The desserts on menu were: a hot chocolate fondant, an individual tarte tatin and an exotic mousse cake. The chefs showed us a few plating ideas, of which I think the mousse plates are just lovely. I think I would struggle to destroy them in a restaurant. The mousse itself has a patterned sponge and is packed with girly pastel shades; I really can't get enough of the mousses these days.
Fancy Fondant
What a mousse
In class we made not only the desserts but the sauces, tuilles, chocolate and sugar work to decorate. We worked nicely as a team again for the desserts and then made our decorations and plated up individually.
First to plate was the tarte tatin, followed by the fondant. Whilst marking our plates, the chef cut into the fondant to ensure it had the required oozy, gooey chocolate middle. Unfortunately, this tantalised my taste buds so much I ate the whole plate right there and then and by the time it came to take a picture, this was all that was left..

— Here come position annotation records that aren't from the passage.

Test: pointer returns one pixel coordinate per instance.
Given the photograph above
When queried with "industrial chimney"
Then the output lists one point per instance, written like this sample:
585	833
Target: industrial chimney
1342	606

The tarte had only made a short journey into my cake tin, so I quickly re-plated for the snap. I kept the plate simple with a piped sugar apple decoration and sauces sat in chocolate swirls. A bit too much sauce in some cases.
The missing fondant was a plate a really liked so I am quite annoyed to have let my stomach do the thinking. It was sat on a sugar lattice,poured with custard and had fresh sliced raspberrys and sugar spirals sat on top. Alas, you will just have to use your imagination.
The final dessert we made was the mousse. I decorated with an abstract tuille basket and a chocolate crown. The picture doesnt show it up that well but the sponge had an "XOXO" hugs&kisses pattern on which looked particularly cute.
Plating up is a tad nerve racking for fear of ruining your dessert in the blink of a misplaced sauce. However, I feel like I must actually be starting to overpower my messy ways because my plates were smudge free and relatively neat!
better late than never but those look amazing! Any chance for a recipe and procedure for the mousse?